Il est toujours bon d’aller au fond des choses, et cette soirée a été l’occasion de prendre connaissance du travail considérable et intelligent qui a été effectué sur ce projet. Bravo, donc, à l’équipe de La Liste et à cette initiative nouvelle qui est appelée à se développer, à s’affiner avec le temps. Je pense même qu’à terme, elle peut contribuer à dédramatiser la dynamique des listes et des guides, à réduire la pression parfois excessive que certains exercent sur le monde de la restauration : dois-je rappeler les effets néfastes de la course aux macarons Michelin, le formatage culinaire qu’elle suscite ? Et à une époque où les systèmes de classement existants ont déçu, où les plus vénérables comme les plus « cool » (disent-ils) se sont décrédibilisés à plusieurs reprises, il est nécessaire de trouver d’autres moyens d’évaluation, et cette incursion de la moyenne arithmétique pondérée (selon le terme de Jörg Zipprick, cocréateur de la Liste) ne peut qu’apporter un peu de bon sens et de principe de réalité dans un monde culinaire en quête de nouvelles lignes de force.

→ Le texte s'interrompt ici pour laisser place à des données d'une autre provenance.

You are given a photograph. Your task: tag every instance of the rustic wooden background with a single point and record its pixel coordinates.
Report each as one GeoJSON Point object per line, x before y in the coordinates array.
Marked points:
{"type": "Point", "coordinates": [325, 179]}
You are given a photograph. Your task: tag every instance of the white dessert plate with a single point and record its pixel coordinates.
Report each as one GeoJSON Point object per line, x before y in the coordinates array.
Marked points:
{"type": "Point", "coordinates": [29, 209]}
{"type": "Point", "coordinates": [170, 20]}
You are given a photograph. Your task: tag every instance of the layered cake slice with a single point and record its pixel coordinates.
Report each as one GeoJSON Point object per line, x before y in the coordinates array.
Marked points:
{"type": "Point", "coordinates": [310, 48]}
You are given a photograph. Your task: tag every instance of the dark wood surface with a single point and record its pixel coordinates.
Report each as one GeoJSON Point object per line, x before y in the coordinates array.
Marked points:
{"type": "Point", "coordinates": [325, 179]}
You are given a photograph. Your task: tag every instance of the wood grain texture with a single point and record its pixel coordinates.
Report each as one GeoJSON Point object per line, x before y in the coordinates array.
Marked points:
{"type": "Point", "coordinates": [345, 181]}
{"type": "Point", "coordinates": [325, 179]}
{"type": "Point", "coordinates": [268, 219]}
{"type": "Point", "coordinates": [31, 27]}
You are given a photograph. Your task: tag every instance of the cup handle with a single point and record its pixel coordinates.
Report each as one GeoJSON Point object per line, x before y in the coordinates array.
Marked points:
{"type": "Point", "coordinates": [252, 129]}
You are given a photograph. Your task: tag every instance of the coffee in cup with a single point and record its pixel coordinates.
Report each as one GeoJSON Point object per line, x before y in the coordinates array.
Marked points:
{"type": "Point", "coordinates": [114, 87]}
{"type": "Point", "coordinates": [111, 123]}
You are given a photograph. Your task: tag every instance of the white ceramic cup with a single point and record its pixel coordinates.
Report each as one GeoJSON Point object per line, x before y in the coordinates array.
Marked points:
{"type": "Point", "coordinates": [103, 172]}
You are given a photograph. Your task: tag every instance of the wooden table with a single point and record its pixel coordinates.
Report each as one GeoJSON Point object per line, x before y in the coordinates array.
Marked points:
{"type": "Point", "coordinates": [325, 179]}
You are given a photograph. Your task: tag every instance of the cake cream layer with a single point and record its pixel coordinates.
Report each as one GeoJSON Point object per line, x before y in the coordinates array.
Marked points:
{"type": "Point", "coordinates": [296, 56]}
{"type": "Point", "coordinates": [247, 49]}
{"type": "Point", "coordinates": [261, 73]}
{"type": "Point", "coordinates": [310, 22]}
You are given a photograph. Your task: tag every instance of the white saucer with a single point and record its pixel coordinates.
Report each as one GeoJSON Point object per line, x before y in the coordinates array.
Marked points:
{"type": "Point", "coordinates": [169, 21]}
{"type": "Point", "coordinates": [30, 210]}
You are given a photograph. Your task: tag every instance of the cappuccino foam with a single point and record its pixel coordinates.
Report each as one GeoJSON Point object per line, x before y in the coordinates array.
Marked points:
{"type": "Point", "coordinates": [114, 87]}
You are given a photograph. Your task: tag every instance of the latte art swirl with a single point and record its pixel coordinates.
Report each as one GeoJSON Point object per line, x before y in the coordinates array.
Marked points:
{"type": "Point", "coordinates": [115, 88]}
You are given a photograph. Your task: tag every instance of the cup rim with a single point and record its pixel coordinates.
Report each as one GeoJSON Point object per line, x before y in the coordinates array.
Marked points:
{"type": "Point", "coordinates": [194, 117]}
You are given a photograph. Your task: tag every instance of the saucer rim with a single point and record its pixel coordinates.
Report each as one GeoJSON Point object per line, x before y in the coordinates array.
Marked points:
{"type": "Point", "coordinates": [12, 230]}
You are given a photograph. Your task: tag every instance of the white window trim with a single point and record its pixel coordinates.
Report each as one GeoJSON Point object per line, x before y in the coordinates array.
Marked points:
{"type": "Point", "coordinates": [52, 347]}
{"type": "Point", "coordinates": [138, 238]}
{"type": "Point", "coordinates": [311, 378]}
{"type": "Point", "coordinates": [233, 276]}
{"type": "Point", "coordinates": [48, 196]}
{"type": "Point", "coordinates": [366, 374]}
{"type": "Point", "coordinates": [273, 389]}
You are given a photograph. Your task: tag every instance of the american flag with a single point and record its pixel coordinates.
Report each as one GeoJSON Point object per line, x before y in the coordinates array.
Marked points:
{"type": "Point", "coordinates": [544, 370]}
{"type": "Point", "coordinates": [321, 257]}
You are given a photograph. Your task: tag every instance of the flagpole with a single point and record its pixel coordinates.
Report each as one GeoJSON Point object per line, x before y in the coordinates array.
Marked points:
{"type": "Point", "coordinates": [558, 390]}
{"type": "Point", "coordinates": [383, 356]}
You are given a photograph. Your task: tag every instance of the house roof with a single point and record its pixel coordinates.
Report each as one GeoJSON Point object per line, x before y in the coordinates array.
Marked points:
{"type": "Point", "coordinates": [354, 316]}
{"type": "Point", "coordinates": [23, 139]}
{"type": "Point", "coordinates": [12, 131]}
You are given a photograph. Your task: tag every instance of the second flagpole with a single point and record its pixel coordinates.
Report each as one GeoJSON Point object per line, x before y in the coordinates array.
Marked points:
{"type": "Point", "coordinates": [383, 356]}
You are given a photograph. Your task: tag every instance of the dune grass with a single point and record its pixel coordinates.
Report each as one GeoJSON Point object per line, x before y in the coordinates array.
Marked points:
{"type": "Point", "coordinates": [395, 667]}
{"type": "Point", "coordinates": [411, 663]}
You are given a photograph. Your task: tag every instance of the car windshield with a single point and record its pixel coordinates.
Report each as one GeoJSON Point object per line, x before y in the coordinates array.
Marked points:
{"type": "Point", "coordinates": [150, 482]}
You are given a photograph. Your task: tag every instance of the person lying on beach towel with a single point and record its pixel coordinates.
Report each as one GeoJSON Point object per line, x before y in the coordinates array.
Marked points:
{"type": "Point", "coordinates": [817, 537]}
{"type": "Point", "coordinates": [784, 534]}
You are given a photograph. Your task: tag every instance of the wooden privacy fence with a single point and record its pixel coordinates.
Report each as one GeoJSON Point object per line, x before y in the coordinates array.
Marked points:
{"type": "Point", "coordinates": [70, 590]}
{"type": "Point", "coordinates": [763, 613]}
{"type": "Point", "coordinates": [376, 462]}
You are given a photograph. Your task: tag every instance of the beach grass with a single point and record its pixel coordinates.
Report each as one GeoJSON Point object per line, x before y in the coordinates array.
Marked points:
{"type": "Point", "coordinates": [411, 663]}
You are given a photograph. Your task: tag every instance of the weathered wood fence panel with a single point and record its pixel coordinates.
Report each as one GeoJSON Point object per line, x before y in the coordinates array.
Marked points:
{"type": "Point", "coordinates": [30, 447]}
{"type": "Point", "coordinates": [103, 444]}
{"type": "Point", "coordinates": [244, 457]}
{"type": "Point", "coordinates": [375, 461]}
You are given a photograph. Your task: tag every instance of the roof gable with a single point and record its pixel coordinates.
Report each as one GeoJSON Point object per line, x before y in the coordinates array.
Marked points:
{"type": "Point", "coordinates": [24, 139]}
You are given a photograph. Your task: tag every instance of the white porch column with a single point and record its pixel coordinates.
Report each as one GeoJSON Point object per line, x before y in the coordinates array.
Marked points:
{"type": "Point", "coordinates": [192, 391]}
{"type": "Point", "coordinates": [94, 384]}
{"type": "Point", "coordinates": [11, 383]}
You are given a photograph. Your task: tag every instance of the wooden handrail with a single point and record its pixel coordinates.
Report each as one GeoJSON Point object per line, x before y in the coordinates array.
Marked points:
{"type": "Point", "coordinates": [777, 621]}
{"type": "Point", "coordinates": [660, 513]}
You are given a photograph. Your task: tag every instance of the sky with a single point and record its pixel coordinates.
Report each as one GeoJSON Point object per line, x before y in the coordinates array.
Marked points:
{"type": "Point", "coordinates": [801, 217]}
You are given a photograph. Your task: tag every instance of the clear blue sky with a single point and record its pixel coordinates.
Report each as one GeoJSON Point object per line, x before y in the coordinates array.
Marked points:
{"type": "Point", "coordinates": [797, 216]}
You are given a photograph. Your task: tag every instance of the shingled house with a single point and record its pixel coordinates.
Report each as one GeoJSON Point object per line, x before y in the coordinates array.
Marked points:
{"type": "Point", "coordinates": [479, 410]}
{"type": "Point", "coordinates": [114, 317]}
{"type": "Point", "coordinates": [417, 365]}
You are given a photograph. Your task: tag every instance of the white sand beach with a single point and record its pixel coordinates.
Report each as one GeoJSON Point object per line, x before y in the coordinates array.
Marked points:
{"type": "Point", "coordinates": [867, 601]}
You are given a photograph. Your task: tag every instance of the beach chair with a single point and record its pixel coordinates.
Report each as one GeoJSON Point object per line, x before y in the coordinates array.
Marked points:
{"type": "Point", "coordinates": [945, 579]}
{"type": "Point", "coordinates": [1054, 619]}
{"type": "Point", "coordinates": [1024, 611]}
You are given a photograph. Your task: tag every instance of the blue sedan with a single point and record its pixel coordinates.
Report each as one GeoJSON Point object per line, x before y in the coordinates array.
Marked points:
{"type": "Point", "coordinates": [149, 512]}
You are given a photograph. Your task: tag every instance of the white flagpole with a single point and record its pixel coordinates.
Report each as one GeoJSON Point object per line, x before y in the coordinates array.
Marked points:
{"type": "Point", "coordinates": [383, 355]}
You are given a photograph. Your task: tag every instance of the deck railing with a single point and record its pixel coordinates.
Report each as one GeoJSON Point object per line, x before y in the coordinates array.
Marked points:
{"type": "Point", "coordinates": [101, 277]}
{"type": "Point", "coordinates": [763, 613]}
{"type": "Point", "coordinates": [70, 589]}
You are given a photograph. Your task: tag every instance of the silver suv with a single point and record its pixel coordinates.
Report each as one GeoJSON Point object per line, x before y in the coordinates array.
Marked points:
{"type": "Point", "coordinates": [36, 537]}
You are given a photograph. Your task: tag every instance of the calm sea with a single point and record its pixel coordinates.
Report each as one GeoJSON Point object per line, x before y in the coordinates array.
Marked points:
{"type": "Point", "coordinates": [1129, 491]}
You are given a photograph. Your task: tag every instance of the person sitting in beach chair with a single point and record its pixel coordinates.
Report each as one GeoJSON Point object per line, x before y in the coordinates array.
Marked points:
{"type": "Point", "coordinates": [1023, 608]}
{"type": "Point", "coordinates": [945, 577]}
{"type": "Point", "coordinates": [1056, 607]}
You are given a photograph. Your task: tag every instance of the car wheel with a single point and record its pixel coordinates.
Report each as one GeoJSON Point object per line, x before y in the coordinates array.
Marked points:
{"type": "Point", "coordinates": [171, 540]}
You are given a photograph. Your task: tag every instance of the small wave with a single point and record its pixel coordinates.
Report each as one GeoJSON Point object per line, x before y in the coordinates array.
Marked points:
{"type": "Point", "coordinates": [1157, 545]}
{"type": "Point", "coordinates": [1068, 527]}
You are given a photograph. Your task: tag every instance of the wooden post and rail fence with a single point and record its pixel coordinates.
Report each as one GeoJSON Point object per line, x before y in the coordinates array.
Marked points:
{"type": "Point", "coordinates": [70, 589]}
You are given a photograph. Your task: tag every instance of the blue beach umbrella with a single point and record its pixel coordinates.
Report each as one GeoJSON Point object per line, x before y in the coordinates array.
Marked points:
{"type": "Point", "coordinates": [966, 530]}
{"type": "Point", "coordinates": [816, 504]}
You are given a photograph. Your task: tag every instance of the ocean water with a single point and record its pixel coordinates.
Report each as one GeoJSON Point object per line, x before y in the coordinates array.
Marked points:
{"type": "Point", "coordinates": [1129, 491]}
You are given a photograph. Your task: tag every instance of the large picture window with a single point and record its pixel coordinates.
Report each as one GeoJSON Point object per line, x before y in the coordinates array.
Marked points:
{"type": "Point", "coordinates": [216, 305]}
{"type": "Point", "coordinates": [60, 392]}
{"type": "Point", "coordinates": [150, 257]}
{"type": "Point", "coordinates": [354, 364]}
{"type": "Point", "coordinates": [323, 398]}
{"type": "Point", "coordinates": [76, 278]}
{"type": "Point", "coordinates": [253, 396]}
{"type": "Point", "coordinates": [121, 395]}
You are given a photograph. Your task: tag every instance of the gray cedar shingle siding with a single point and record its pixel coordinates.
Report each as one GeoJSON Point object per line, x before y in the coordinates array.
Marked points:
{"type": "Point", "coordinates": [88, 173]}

Jacques Le Divellec (monstre sacré de la restauration) causant avec Benoît Violier.
Mille restaurants disséminés sur la surface du globe, c’est beaucoup et cela implique une diversité. Dans un deuxième temps, après la gastronomie, l’équipe de La Liste souhaite s’attaquer aux restaurants à prix modérés, aux bistrots, voire à la cuisine de rue, aux bons rapports qualité-prix. Occasion évidemment de mettre en valeur des cuisines encore plus diversifiées, d’autant que le critère de la satisfaction du client a été pris en considération dans la sélection, ce qui constitue une innovation par rapport au modus operandi des guides traditionnels. Si la Liste prospère et progresse, elle pourra susciter de nouveaux désirs et redéfinir — voire définir enfin correctement — la gastronomie. Le monde qui naît sous nos yeux (dans la douleur, mais ceci est une autre histoire) est et sera forcément multipolaire : je ne vois pas pourquoi le monde de la gastronomie ne le serait pas aussi.
Côme de Chérisey (Gault&Millau), Akrame Benallal (restaurant Akrame, Paris), Gérald Passédat (Le Petit Nice, Marseille).
La Liste est portée par une structure associative et soutenue par plusieurs mécènes. Son initiateur est l’ambassadeur Philippe Faure, et son équipe rassemble les journalistes Thibaut Danancher, Jean-Claude Ribaut, Jörg Zipprick ; ainsi que Jean-Robert Pitte, géographe, président de la Mission française du patrimoine et des cultures alimentaires. Il faut également louer l’excellent travail de Bernadette Vizioz qui a su restructurer avec talent la communication du projet durant ces dernières semaines. Sans oublier le Conseil des Grands Crus classés en 1855 (Médoc et Sauternes) qui a mis à disposition quelques belles bouteilles. Et quiconque a eu la bonne idée de nous faire servir, tout au long de la soirée, un excellent moët-et-chandon en magnum millésimé 2006.